Fund managers in Asia will see increasing competition from index vehicles, say proponents of indices and index investing. Garrett Bouton, chief executive for the global individual investor business at Barclays Global Investors Services (BGI) in San Francisco, believes a number of exchange-traded funds (ETFs) will be introduced to Asia over the next year following the phenomenal success of the Hong Kong Tracker Fund. Mark Shipman, a lawyer at Clifford Chance, which worked on the Tracker deal, says, “When I hear about ETFs, I’m glad I’m not in the mutual fund business.”

Vincent Duhamel, principal and CEO at State Street Global Advisors Asia (SSGAA) in Hong Kong – the manager of the Tracker Fund – explains ETFs are traded on an exchange like a stock, but avoid large transaction costs by sticking to an open-ended structure where contributions and redemptions are executed by brokers on an in-kind basis. Instead of a mutual fund, in which an investor exchanges cash for units in the fund, a broker buys units of an ETF by collecting an exact match of the underlying securities and exchanging these for units in the ETF.

Bouton says there are three ways to introduce more ETFs to Asian investors. First, cross-trading of ETFs from outside Asia. He notes Hong Kong is now in a pilot program with Nasdaq to let local investors trade seven Nasdaq stocks in Hong Kong time. This deal also includes the American Stock Exchange, which is host to all the ETFs in the US.

“Why not trade iShare funds?," Bouton asks (iShares are BGI-managed ETFs). All this would require is for brokers in Hong Kong to create and redeem shares in ETFs by having a correspondent relationship with authorized brokers in the US. “This would create the first truly global equity market,” he says.

Another tactic is cross-listing of ETFs from outside Asia, which would require governmental approvals. The Singapore Stock Exchange and the American Stock Exchange announced a joint venture in June that will bring US ETFs to Singapore. Bouton expects, however, this agreement will take many months to work out, as it is beset by a long list of regulatory and technical hurdles.

Asian markets

Last, ETFs are being considered in a number of Asian markets, working off local indices. BGI, SSGA and others are preparing to introduce ETFs in Japan, perhaps as soon as the first quarter of 2001. BGI will use a new Standard & Poor’s index, TOPIX 150, and list a product on the Tokyo Stock Exchange, while SSGA says it is in advanced negotiations with various partners, possibly using an outside index to start.

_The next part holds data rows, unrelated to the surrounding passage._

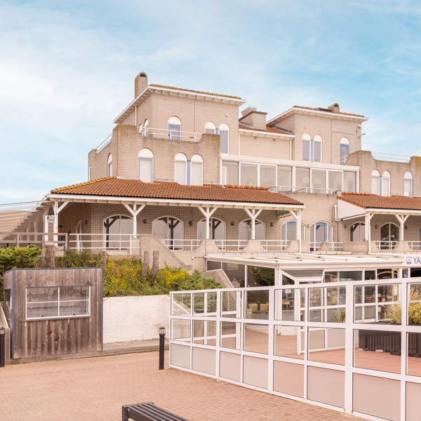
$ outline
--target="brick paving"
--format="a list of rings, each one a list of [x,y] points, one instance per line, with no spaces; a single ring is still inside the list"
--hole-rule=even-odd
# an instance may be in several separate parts
[[[155,352],[6,366],[0,369],[0,420],[116,421],[122,405],[143,401],[192,421],[361,420],[157,367]]]

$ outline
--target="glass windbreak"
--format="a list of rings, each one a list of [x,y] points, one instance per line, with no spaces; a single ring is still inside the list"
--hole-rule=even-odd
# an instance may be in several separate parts
[[[305,288],[286,288],[275,290],[276,320],[304,321],[305,309]]]
[[[239,163],[222,161],[222,184],[239,185]]]
[[[258,166],[251,163],[241,163],[241,180],[240,185],[256,187],[258,185]]]
[[[281,192],[288,192],[293,186],[292,167],[278,166],[277,185]]]
[[[309,288],[309,321],[345,321],[345,286]]]
[[[356,286],[354,298],[355,323],[401,323],[399,285]]]
[[[310,168],[295,168],[295,189],[308,192],[310,187]]]
[[[245,295],[246,318],[269,319],[269,291],[250,290]]]

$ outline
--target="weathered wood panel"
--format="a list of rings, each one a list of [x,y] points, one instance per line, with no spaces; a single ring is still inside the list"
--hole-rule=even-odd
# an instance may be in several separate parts
[[[102,268],[13,269],[4,285],[13,289],[13,358],[101,350]],[[74,285],[91,286],[90,316],[26,320],[27,287]]]

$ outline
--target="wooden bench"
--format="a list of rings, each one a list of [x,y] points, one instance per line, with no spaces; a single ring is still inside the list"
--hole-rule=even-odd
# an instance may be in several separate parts
[[[122,421],[189,421],[166,409],[154,405],[153,402],[142,402],[123,405]]]

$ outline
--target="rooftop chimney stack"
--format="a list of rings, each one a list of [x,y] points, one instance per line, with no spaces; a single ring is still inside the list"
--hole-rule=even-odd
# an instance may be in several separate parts
[[[135,79],[135,99],[137,98],[147,86],[147,74],[141,72]]]

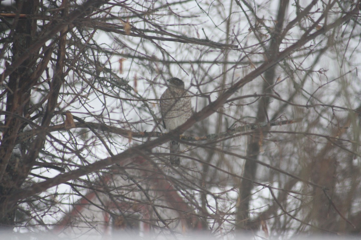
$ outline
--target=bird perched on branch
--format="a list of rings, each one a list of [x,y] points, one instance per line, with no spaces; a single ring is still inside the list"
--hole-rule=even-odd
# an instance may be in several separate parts
[[[186,122],[192,115],[191,97],[184,89],[184,83],[177,77],[167,81],[168,88],[160,97],[160,110],[164,128],[168,131],[177,128]],[[170,161],[173,164],[179,165],[178,154],[179,143],[175,140],[170,142]]]

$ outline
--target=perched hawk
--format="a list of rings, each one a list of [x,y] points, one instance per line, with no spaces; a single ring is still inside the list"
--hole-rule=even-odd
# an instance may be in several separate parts
[[[160,97],[160,110],[164,128],[168,131],[173,130],[184,123],[192,115],[192,106],[189,94],[184,89],[184,83],[172,77],[167,81],[168,88]],[[176,141],[170,142],[171,154],[178,154],[179,143]],[[170,156],[170,163],[179,165],[179,157]]]

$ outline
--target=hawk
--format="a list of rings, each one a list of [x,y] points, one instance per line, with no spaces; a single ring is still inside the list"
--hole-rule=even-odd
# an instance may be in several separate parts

Singapore, Hong Kong, Taiwan, Australia and even Thailand are other possible venues for local ETF products. South Korea is conspicuously not on ETF providers’ agendas, however. Duhamel explains the stock trading culture there is so short-term oriented – and ETFs are designed for the buy-and-hold investor – that it will take a long time to market ETFs.

Asia presents a number of obstacles, however. Aside from the Tracker Fund, which is only a year old, there is no tradition of index investing. Bouton says BGI will get around this by showcasing ETFs as a way to buy into a market or a sector, rather than as an index product. In some markets such as Japan, there is a relatively low level of retail stock investment. And in all countries, major changes to legal frameworks and tax structures are required.

Duhamel believes, however, the inherently attractive nature of ETFs will overcome these obstacles. He says although active managers typically can outperform an index in emerging markets, they charge high fees – up to 5% – for their services. ETF fees are lower; for example, in the US, fees on ETFs based on international MSCI country indices are less than 1%.

Clifford Chance’s Shipman says the regulatory structures for ETFs in Hong Kong and Singapore are already in place, and only require a licence from the regulator. “The regulatory framework is there, so let’s do ’em.”